How to make the poor wealthy – Should we pay third world workers a ‘fair’ wage?

‘The reason I lower my prices is because I can do the job for less money and I want to win the business. I want to provide services to my customers for the lowest price I possibly can to get my service to them without sacrificing quality. I want to save them money and in doing so I win the business against my competition’.

That’s what my friend, a small business owner, told me recently.

That’s efficiency, driven by competition. Creating shit with as little wastage as possible.

The constant drive to do things more effectively in order to beat the competition is the single greatest delivery mechanism for the betterment of poor peoples’ standards of living, that the world has ever known.

20 years ago mobile phones were very very expensive and very very crap. Only very rich people could afford them. It was very unfair to see these greedy rich people with their mobile phones, while the 99% of us had to go without.

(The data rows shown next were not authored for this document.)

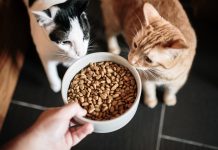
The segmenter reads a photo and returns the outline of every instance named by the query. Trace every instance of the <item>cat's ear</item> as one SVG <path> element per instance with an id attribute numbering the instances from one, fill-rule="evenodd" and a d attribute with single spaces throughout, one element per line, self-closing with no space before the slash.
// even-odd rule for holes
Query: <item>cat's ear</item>
<path id="1" fill-rule="evenodd" d="M 75 7 L 79 10 L 79 13 L 82 14 L 89 5 L 89 0 L 78 0 L 75 4 Z"/>
<path id="2" fill-rule="evenodd" d="M 145 3 L 144 4 L 143 13 L 144 13 L 144 17 L 145 17 L 145 23 L 146 23 L 147 26 L 150 24 L 151 18 L 160 17 L 157 10 L 150 3 Z"/>
<path id="3" fill-rule="evenodd" d="M 52 18 L 48 16 L 46 11 L 32 11 L 32 13 L 36 17 L 40 26 L 45 26 L 52 21 Z"/>

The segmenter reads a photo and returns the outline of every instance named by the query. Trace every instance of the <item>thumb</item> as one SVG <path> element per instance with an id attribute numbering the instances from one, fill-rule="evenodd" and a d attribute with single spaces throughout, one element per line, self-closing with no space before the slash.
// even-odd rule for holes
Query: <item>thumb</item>
<path id="1" fill-rule="evenodd" d="M 72 119 L 74 116 L 85 116 L 87 111 L 78 103 L 69 103 L 61 108 L 61 114 L 67 119 Z"/>

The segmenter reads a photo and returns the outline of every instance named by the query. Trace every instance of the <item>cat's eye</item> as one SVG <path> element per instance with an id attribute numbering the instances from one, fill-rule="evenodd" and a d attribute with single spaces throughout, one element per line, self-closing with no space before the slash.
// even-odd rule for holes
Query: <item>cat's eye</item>
<path id="1" fill-rule="evenodd" d="M 136 44 L 136 42 L 133 43 L 133 46 L 134 46 L 134 48 L 137 48 L 137 47 L 138 47 L 137 44 Z"/>
<path id="2" fill-rule="evenodd" d="M 144 59 L 147 63 L 151 64 L 152 60 L 148 56 L 144 56 Z"/>

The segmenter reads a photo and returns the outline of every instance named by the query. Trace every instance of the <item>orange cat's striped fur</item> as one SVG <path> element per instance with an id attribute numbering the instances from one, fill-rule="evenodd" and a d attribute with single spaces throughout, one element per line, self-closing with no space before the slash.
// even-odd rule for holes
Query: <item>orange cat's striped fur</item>
<path id="1" fill-rule="evenodd" d="M 128 61 L 141 74 L 145 104 L 156 106 L 156 86 L 163 85 L 165 104 L 175 105 L 196 49 L 195 32 L 179 1 L 102 0 L 102 11 L 110 52 L 120 53 L 119 33 L 130 47 Z"/>

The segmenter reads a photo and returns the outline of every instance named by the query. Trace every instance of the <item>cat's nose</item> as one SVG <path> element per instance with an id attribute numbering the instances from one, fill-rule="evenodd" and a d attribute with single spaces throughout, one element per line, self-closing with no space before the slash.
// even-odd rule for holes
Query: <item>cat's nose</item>
<path id="1" fill-rule="evenodd" d="M 137 60 L 134 57 L 131 57 L 130 55 L 128 56 L 128 61 L 131 65 L 134 65 L 137 62 Z"/>

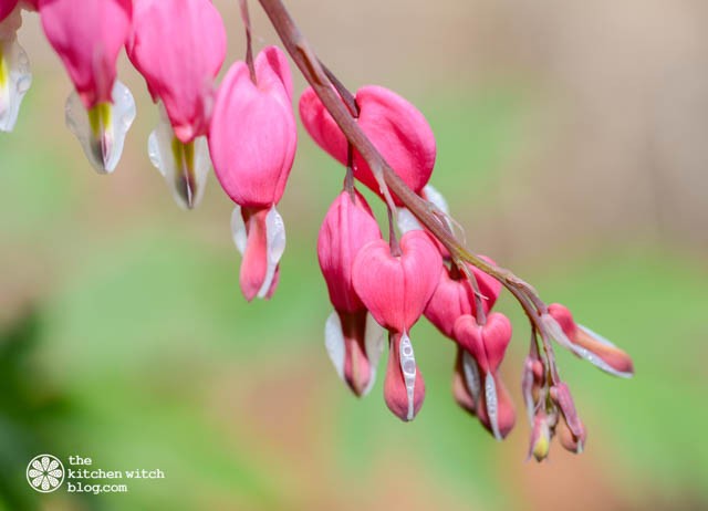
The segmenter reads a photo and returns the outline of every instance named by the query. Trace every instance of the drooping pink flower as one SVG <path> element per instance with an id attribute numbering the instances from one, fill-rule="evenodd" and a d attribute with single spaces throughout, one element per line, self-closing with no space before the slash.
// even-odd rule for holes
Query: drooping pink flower
<path id="1" fill-rule="evenodd" d="M 206 187 L 206 135 L 226 43 L 223 21 L 210 0 L 135 1 L 126 49 L 153 101 L 160 103 L 148 153 L 185 209 L 200 204 Z"/>
<path id="2" fill-rule="evenodd" d="M 587 431 L 575 411 L 575 403 L 570 388 L 563 382 L 551 387 L 551 400 L 560 410 L 561 420 L 556 425 L 561 445 L 571 452 L 581 453 L 585 448 Z"/>
<path id="3" fill-rule="evenodd" d="M 127 41 L 131 0 L 40 0 L 46 39 L 87 109 L 111 103 L 116 60 Z"/>
<path id="4" fill-rule="evenodd" d="M 208 137 L 215 174 L 238 205 L 232 228 L 235 239 L 241 240 L 237 247 L 243 254 L 240 281 L 247 300 L 274 291 L 285 243 L 275 205 L 298 144 L 285 55 L 275 46 L 267 48 L 254 67 L 256 83 L 246 63 L 231 66 L 217 94 Z"/>
<path id="5" fill-rule="evenodd" d="M 511 323 L 500 313 L 490 314 L 485 325 L 479 325 L 473 316 L 464 315 L 456 321 L 454 334 L 477 365 L 468 369 L 471 374 L 466 375 L 478 378 L 468 383 L 470 398 L 478 394 L 473 400 L 475 414 L 494 438 L 501 440 L 516 423 L 511 396 L 498 374 L 511 341 Z"/>
<path id="6" fill-rule="evenodd" d="M 362 247 L 381 239 L 364 197 L 342 191 L 330 207 L 317 238 L 317 258 L 334 312 L 325 327 L 325 346 L 337 374 L 357 396 L 374 384 L 383 350 L 383 331 L 354 290 L 352 269 Z"/>
<path id="7" fill-rule="evenodd" d="M 576 324 L 568 307 L 553 303 L 549 305 L 549 314 L 563 331 L 564 335 L 554 336 L 561 345 L 606 373 L 625 378 L 634 374 L 632 357 L 600 334 Z"/>
<path id="8" fill-rule="evenodd" d="M 135 0 L 128 58 L 185 144 L 207 134 L 226 43 L 210 0 Z"/>
<path id="9" fill-rule="evenodd" d="M 376 322 L 389 332 L 388 368 L 384 397 L 402 420 L 420 409 L 425 386 L 408 333 L 430 300 L 442 261 L 423 231 L 400 239 L 400 254 L 392 254 L 384 240 L 372 241 L 356 255 L 354 290 Z"/>
<path id="10" fill-rule="evenodd" d="M 131 92 L 116 80 L 116 60 L 131 29 L 131 0 L 39 0 L 46 39 L 76 91 L 66 124 L 101 174 L 112 173 L 135 118 Z"/>
<path id="11" fill-rule="evenodd" d="M 493 263 L 486 255 L 481 255 L 481 258 Z M 489 313 L 499 298 L 501 283 L 472 264 L 467 267 L 477 280 L 477 285 L 482 295 L 485 313 Z M 444 335 L 455 340 L 455 322 L 466 314 L 476 315 L 475 291 L 467 275 L 455 265 L 450 268 L 440 267 L 439 282 L 425 309 L 425 316 Z"/>
<path id="12" fill-rule="evenodd" d="M 355 100 L 362 131 L 406 185 L 420 192 L 436 157 L 435 136 L 423 114 L 396 93 L 376 85 L 360 88 Z M 317 145 L 346 165 L 346 138 L 311 87 L 300 98 L 300 118 Z M 378 181 L 356 150 L 353 166 L 354 177 L 381 195 Z"/>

Today people in even the poorest countries in the world have access to phones which are 100 x more powerful than even the best supercomputer of 20 years ago.

How did this happen?

By efficiency driven by competition. Rather than force mobile phone companies to give phones to poor people to make it ‘fair’, the mobile phone companies were allowed to make profits and they re invested those profits in research and design. They were allowed to compete, study new technologies, new inefficiencies.

With competition comes the drive for efficiency and greater profits for technological advancement this in turn causes prices to fall while goods and services get better.

Things get both cheaper and better.

You can see this also happened not just with mobile phones. It also happened with cars. Foreign holidays. Toothbrushes. Central heating. Television sets.

Anything you care to name. Competition and the drive for efficiency is one of the most critical forces the world has ever know for delivering life benefits to all people.

Trying to restrict this by insisting people don’t compete is how you keep poor people poor. You don’t make people wealthy by giving them money you make them wealthy by bringing the things they covet within their grasp.

That’s what, say, the Indians are doing. They have a lower cost base to people in the UK and they use that to their competitive advantage. They undercut the people in the UK gladly because they win the business, while working just as hard if not harder and in return they drastically raise their standards of living.

They’re not forced to work for Apple in India. They queue up to work for Apple.

If you demand Apple pay them the same rate as people in the UK then Apple just can’t afford to go to India.

The result – the Indians don’t get jobs. Apple don’t get to be as competitive as they could be.

Every time Apple lower their cost base they have more money for:

Research and design
Lowering the cost to their customers
Paying dividends to their share holders.

All three of these things are so enormously beneficial to all people on the face of the planet I can’t stress enough.

So demanding that Indian’s get paid the same because them taking advantage of their competitive position is somehow ‘unfair’ is not just emotional and illogical, it’s placing your demand for a misplaced perception of fairness be given ahead of the progress of us as a species and the rescue of the poor from crippling need.